Серое, белое, голубое - Моор Маргрит. Страница 6
— Я вас еще раз спрашиваю: адрес!
— Старая Морская улица… Старая Морская улица… — повторяет он.
— Дом номер?..
Возникает пауза.
Эрик уже не помнит, что он в конце концов ответил, впрочем, это и не имеет значения, связь прервалась, а он сидит, наклонившись вперед, зажмурив глаза и зажав кулаком рот, чтобы не дать вырваться крику, который уже ничем не поможет, не прогонит страшное видение, подобно орудийному выстрелу разрывающее его мозг.
Глоток утреннего воздуха, глоток ночного воздуха…
Слепой познает действительность в целом, Эрик знает это благодаря своей профессии. Во многих отношениях мир темный богаче мира видимого. Пусть медленно и неуклюже, зато неподвластно эффекту удаляющегося горизонта, слепой прокладывает себе путь сквозь не ограниченное ничем пространство. Он лучше зрячего понимает язык форм и объемов, они служат для него бакенами. Никому не дано увидеть форму. Только тот, кто пальцами познал ее выступы и впадины, может позднее признать предмет за действительность, увидев его воочию. Греческие скульптуры, говорит Роберт, стали пластичными лишь с той поры, как их начали делать руки, а не глаза. Руки слепого похожи на любопытные, чувствительные руки ребенка.

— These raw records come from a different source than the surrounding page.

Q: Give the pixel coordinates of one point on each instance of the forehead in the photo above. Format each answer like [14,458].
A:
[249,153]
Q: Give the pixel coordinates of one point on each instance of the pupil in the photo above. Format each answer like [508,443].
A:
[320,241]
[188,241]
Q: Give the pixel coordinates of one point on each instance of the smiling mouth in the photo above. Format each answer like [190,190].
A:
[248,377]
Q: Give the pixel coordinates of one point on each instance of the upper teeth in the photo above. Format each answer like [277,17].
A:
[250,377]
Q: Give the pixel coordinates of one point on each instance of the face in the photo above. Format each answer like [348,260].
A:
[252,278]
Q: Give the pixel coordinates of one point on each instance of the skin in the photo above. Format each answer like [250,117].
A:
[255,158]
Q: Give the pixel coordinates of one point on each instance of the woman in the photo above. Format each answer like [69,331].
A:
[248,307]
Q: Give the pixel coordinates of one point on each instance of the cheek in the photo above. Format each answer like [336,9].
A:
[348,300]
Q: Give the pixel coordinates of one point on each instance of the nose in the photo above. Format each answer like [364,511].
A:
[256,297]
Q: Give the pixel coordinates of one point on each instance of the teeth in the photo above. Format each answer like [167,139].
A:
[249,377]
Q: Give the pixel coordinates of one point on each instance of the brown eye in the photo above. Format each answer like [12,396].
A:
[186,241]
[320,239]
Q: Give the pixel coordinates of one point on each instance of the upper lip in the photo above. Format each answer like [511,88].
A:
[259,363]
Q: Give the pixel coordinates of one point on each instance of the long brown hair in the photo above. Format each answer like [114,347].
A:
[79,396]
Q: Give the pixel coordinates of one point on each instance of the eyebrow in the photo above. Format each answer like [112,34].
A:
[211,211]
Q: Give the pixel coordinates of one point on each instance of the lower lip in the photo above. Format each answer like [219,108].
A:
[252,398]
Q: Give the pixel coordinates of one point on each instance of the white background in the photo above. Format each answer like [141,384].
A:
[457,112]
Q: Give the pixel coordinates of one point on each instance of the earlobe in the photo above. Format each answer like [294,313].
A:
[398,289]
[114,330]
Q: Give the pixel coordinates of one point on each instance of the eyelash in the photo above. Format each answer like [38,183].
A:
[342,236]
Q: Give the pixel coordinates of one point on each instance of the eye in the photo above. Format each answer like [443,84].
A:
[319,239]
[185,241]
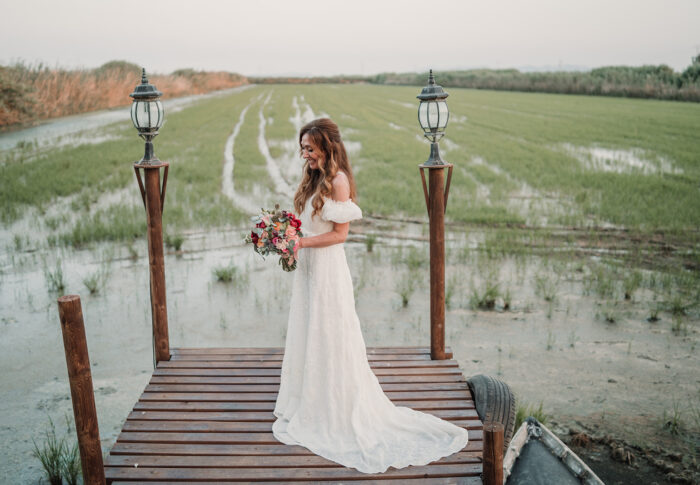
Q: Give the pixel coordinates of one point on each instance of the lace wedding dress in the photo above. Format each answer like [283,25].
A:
[329,399]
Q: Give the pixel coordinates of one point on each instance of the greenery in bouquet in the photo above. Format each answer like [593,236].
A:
[276,232]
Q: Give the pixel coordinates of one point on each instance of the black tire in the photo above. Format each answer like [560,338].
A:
[494,401]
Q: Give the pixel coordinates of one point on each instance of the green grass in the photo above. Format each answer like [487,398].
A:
[507,147]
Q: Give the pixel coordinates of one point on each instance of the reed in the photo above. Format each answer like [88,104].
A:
[37,91]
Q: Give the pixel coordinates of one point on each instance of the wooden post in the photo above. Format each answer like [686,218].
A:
[436,183]
[436,200]
[493,453]
[82,395]
[153,200]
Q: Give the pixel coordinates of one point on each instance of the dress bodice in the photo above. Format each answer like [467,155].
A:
[332,211]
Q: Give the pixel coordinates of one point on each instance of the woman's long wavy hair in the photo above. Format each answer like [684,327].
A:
[324,134]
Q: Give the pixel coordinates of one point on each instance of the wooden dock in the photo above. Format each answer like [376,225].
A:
[206,417]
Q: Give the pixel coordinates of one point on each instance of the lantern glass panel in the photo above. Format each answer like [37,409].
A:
[147,115]
[433,115]
[423,115]
[443,114]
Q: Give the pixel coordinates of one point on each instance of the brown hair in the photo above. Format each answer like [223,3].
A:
[326,136]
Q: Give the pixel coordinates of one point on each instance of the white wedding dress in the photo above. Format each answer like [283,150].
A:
[329,399]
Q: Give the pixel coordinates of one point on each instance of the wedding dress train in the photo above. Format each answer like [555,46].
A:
[329,399]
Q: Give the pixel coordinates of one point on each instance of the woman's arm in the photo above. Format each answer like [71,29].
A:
[340,193]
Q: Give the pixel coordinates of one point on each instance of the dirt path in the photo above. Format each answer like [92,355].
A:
[227,182]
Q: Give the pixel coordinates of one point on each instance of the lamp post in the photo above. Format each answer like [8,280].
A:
[147,116]
[432,116]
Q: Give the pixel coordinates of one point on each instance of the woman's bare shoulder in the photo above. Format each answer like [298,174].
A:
[341,186]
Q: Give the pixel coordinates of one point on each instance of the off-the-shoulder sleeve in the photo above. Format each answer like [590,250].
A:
[340,212]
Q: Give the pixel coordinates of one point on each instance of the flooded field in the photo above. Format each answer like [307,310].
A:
[555,343]
[556,282]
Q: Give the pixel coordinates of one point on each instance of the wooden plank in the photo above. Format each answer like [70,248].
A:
[280,350]
[230,426]
[272,396]
[206,416]
[390,387]
[278,357]
[253,372]
[243,461]
[204,449]
[394,379]
[387,481]
[205,406]
[261,416]
[222,438]
[241,364]
[249,474]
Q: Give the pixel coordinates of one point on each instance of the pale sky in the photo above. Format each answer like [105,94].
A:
[325,37]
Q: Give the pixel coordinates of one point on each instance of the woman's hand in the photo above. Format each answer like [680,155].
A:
[297,247]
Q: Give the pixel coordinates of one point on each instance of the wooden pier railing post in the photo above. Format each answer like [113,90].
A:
[82,395]
[436,200]
[153,198]
[493,453]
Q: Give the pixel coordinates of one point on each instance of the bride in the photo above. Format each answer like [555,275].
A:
[329,399]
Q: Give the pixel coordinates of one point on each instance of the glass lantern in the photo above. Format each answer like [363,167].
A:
[147,115]
[433,115]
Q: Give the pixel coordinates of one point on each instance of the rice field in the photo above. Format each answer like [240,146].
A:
[538,160]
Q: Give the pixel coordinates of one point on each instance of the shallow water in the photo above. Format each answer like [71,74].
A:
[67,128]
[563,355]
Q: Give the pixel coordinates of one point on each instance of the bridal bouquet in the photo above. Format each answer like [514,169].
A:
[276,232]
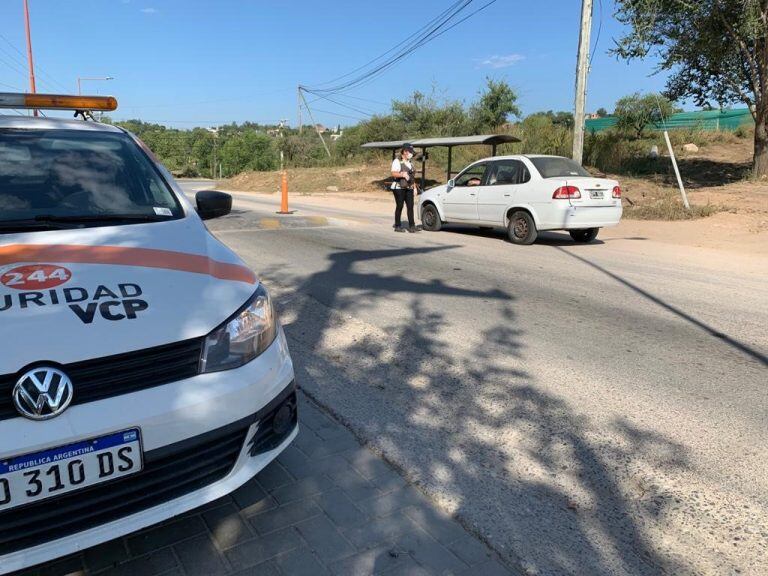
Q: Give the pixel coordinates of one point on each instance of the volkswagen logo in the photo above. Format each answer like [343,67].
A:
[42,393]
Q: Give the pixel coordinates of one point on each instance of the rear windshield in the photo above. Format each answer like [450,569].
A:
[555,167]
[72,173]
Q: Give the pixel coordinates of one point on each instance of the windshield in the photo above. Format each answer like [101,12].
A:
[556,167]
[76,176]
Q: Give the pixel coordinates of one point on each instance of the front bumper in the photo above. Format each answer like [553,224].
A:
[215,423]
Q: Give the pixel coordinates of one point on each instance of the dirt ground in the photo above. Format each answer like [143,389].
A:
[716,176]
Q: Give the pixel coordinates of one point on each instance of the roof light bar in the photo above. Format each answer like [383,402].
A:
[57,102]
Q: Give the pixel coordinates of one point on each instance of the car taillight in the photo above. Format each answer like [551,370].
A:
[566,192]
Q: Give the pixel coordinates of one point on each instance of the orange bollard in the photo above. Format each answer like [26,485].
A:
[284,193]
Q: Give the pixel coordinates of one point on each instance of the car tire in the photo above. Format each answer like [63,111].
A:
[430,218]
[585,235]
[521,228]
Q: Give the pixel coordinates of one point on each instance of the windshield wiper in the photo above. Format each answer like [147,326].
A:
[7,226]
[54,222]
[100,218]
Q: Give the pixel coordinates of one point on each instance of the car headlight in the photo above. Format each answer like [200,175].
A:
[243,337]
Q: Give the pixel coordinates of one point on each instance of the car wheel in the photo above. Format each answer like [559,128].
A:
[430,218]
[522,228]
[585,235]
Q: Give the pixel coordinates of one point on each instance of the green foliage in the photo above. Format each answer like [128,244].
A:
[422,116]
[540,135]
[564,119]
[635,112]
[495,105]
[248,150]
[714,49]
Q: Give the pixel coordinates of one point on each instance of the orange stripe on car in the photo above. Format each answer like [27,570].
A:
[123,256]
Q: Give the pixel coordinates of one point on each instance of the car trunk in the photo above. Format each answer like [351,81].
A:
[594,191]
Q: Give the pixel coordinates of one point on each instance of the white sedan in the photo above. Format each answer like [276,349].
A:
[525,194]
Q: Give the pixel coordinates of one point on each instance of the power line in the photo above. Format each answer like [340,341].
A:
[396,46]
[51,80]
[597,36]
[342,104]
[11,87]
[337,114]
[433,32]
[423,42]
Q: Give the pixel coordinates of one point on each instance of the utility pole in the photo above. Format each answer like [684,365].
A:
[29,51]
[298,107]
[311,117]
[582,69]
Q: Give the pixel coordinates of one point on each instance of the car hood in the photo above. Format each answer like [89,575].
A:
[71,295]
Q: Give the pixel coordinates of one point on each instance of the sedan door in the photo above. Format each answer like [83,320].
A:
[505,178]
[460,202]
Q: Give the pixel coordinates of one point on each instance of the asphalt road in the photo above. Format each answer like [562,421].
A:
[585,409]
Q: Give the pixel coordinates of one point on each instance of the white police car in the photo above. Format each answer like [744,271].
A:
[143,372]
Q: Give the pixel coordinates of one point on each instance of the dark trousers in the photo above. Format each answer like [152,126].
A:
[404,197]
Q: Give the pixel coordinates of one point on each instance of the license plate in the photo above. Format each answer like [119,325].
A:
[48,473]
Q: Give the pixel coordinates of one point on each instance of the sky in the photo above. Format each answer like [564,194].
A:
[188,63]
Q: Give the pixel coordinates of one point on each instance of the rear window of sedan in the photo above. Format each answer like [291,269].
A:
[557,167]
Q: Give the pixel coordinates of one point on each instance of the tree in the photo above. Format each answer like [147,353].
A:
[424,115]
[635,112]
[717,51]
[496,104]
[248,150]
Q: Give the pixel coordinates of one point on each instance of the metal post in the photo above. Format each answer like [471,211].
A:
[311,117]
[32,87]
[423,167]
[677,171]
[582,68]
[298,103]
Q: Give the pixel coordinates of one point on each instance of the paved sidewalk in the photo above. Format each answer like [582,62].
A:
[327,506]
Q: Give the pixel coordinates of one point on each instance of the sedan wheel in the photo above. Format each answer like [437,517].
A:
[430,218]
[522,228]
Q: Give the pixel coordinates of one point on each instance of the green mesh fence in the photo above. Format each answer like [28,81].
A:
[703,120]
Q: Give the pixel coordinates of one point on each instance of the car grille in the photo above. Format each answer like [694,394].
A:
[119,374]
[169,472]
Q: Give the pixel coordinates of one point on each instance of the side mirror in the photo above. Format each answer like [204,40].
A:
[212,204]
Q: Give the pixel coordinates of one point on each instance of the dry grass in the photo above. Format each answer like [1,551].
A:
[715,178]
[359,179]
[669,206]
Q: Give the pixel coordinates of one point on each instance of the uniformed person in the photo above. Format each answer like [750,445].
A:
[403,188]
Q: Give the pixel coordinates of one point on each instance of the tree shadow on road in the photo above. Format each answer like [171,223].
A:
[468,423]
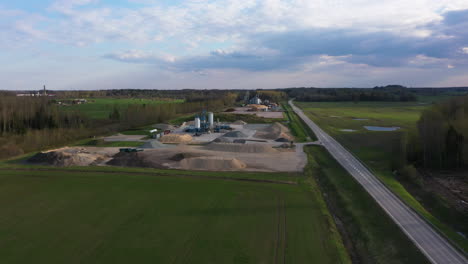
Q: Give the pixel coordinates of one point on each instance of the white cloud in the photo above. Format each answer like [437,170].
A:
[234,20]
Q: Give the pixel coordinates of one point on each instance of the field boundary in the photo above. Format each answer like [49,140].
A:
[157,175]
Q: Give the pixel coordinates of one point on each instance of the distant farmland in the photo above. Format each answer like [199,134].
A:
[100,108]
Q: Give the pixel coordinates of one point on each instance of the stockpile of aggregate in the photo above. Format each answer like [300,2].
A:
[236,134]
[176,138]
[212,164]
[65,159]
[241,148]
[164,127]
[155,144]
[223,140]
[135,159]
[274,131]
[239,122]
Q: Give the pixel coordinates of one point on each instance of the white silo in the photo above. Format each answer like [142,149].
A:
[211,119]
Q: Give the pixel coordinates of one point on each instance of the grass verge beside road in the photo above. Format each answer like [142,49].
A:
[375,149]
[368,232]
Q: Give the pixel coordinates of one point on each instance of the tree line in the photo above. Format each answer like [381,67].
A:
[33,123]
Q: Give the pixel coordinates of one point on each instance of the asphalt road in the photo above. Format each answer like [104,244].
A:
[433,246]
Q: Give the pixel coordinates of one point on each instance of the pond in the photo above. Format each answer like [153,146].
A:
[377,128]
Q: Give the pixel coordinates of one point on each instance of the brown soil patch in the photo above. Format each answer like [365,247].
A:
[212,163]
[176,138]
[273,132]
[243,148]
[139,159]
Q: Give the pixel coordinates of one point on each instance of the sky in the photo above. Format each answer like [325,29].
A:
[232,44]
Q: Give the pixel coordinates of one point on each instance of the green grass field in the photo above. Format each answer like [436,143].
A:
[100,108]
[126,215]
[375,148]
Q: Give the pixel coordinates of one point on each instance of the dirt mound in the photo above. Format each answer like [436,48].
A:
[274,131]
[237,134]
[185,155]
[222,140]
[64,159]
[155,144]
[239,122]
[242,148]
[124,159]
[176,138]
[164,126]
[212,163]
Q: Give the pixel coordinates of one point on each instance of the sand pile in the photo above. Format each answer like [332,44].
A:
[185,155]
[164,127]
[223,140]
[242,148]
[176,138]
[212,164]
[274,131]
[155,144]
[64,159]
[239,122]
[237,134]
[138,159]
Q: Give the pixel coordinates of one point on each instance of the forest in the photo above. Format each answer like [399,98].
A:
[33,123]
[441,137]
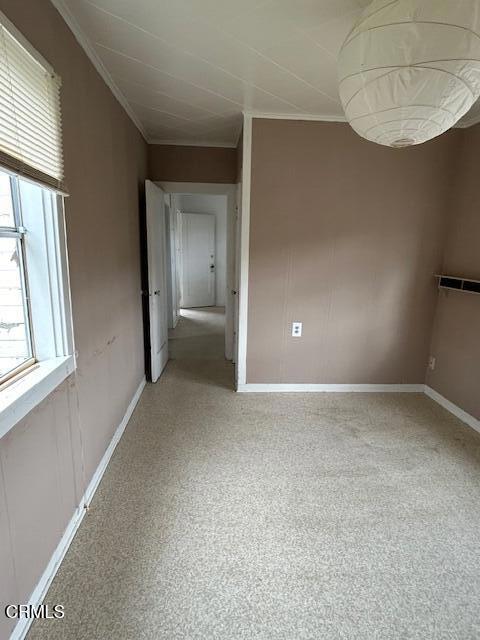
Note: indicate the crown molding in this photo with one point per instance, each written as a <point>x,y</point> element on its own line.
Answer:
<point>94,58</point>
<point>197,143</point>
<point>295,116</point>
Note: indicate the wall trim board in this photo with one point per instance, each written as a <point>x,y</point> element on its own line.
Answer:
<point>330,388</point>
<point>453,408</point>
<point>241,360</point>
<point>23,625</point>
<point>88,48</point>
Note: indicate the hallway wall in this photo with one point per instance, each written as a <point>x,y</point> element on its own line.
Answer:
<point>456,337</point>
<point>217,205</point>
<point>43,472</point>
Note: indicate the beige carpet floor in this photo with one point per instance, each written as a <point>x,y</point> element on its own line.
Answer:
<point>275,517</point>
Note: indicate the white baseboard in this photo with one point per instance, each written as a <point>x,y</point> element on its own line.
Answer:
<point>330,388</point>
<point>453,408</point>
<point>38,594</point>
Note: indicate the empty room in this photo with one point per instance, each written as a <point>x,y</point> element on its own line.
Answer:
<point>239,319</point>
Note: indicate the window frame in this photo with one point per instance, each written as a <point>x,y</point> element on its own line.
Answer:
<point>54,356</point>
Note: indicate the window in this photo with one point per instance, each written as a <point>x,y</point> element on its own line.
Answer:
<point>36,339</point>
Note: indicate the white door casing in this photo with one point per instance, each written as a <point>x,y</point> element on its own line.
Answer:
<point>198,260</point>
<point>157,278</point>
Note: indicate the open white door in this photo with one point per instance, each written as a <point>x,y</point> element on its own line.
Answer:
<point>198,260</point>
<point>157,278</point>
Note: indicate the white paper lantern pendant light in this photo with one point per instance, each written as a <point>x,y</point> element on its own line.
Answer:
<point>410,69</point>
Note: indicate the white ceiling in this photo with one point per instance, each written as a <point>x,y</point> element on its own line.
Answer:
<point>187,69</point>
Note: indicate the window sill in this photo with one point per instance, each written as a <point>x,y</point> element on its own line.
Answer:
<point>23,395</point>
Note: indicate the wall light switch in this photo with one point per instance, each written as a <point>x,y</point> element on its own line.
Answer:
<point>297,329</point>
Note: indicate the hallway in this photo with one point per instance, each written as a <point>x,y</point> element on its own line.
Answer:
<point>228,516</point>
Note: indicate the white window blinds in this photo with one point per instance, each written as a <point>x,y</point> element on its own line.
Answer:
<point>30,114</point>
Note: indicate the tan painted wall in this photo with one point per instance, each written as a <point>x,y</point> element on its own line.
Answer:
<point>170,163</point>
<point>106,163</point>
<point>456,336</point>
<point>345,237</point>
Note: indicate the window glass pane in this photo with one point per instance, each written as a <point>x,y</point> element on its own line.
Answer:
<point>14,331</point>
<point>6,207</point>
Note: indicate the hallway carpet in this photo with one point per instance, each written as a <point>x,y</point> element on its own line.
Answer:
<point>235,516</point>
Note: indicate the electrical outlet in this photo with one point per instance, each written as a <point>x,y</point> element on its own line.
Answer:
<point>297,329</point>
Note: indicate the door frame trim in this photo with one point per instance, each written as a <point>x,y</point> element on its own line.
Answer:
<point>228,190</point>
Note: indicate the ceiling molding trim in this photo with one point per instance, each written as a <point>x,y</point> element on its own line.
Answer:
<point>94,58</point>
<point>295,116</point>
<point>196,143</point>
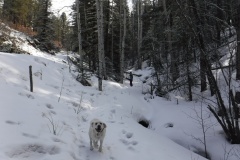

Одна из проведенных Эриком глазных операций привела к неожиданному результату.
Я как сейчас вижу его: с открытым ртом и вытаращенными глазами он стоит перед зеркалом над умывальником. Вижу жест, вобравший в себя все: он прикрывает руками лицо, напряженные пальцы чуть раздвинуты. Маурицу тридцать четыре, он был слепым с раннего детства. Я вижу также больничную палату, в которой разыгралась эта сцена, — на койках лежат еще три пациента с повязками на глазах, одна кровать не занята, на столе цветы яркой окраски — и вспоминаю крики и переполох, свидетелем которого я стал всего несколько минут назад во время обхода. Из кухни в четыреста седьмую палату прибежали две медсестры. Девушки в белых халатах обычно не ломают себе голову над тем, как успокоить пациента. Сейчас они вышли на обозрение на середину просторной палаты. Я тоже. Пациент обернулся и уставился на наши лица. Все трое мы стоим не шевелясь. Нас сковал страх показаться еще более безобразными, сделай кто-нибудь из нас хоть малейшее движение. Он снова поворачивается к зеркалу. Я вижу, что он не верит собственным глазам: бросает взгляд через плечо, чтобы узнать, кто там за спиной. Никого. Тогда он проводит рукой по глазам, носу и рту и опять начинает всхлипывать. Я различаю слова: «Дыры… кошмарные дыры!..»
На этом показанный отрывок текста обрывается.